But is anyone long stocks really feeling good about anything this week?

Stocks did make a valiant effort to break their two-day losing streak – and the Nasdaq did so – but were rebuffed to finish with a slight selloff.

The Dow finished 37 points lower to 12,069, while the S&P 500 slipped a point to 1306. The Nasdaq, which has led the market’s slide this week, showed some bounceback, finishing up 15 points to 2738..

However, not a lot of market “inputs” really changed on Thursday – investors were still eyeing developments in the Middle East, and especially, the price of oil, to decide how and whether to buy and sell.

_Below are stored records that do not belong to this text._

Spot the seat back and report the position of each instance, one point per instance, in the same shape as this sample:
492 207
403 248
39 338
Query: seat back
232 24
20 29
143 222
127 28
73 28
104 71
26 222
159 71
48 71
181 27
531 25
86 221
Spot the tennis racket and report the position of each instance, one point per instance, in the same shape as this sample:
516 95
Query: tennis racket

On Thursday, the dynamic seemed to mostly be: oil prices up, stocks down – and vice-versa.

As has been the way this trading week has worked, it’s no coincidence at all that with oil prices falling officially by 0.8% throughout the day to nearly $97 a barrel, after hitting overnight highs of more than $103 a barrel, stocks were able to avoid a real emotional  blow that would come from the Dow losing 12,000.

Small-caps were a rare bright spot, and perhaps dovetailed with the outperformance in tech stocks to show that investors were not completely turning their back on some amount of risk – yet.

On the other hand, tell that to bond investors, who saw the yield on the 10-year note fall to 3.44%, and have seen it fall in two weeks from above 3.7%.

Elsewhere, the news flow on Thursday didn’t really reassure investors who may be increasingly concerned about what higher fuel prices are going to do for consumers’ discretionary spending. Earnings reports from retailers Kohl’s (NYSE:KSS), Target (NYSE:TGT) and Sears (NASDAQ:SHLD) were mixed, while new home sales fell nearly 13% — worse-than-expected — in January from a month earlier.

Friday likely brings a decrease in trading volume and possibly less volatility than the market has experienced in the past three days — unless oil prices direct otherwise, that is.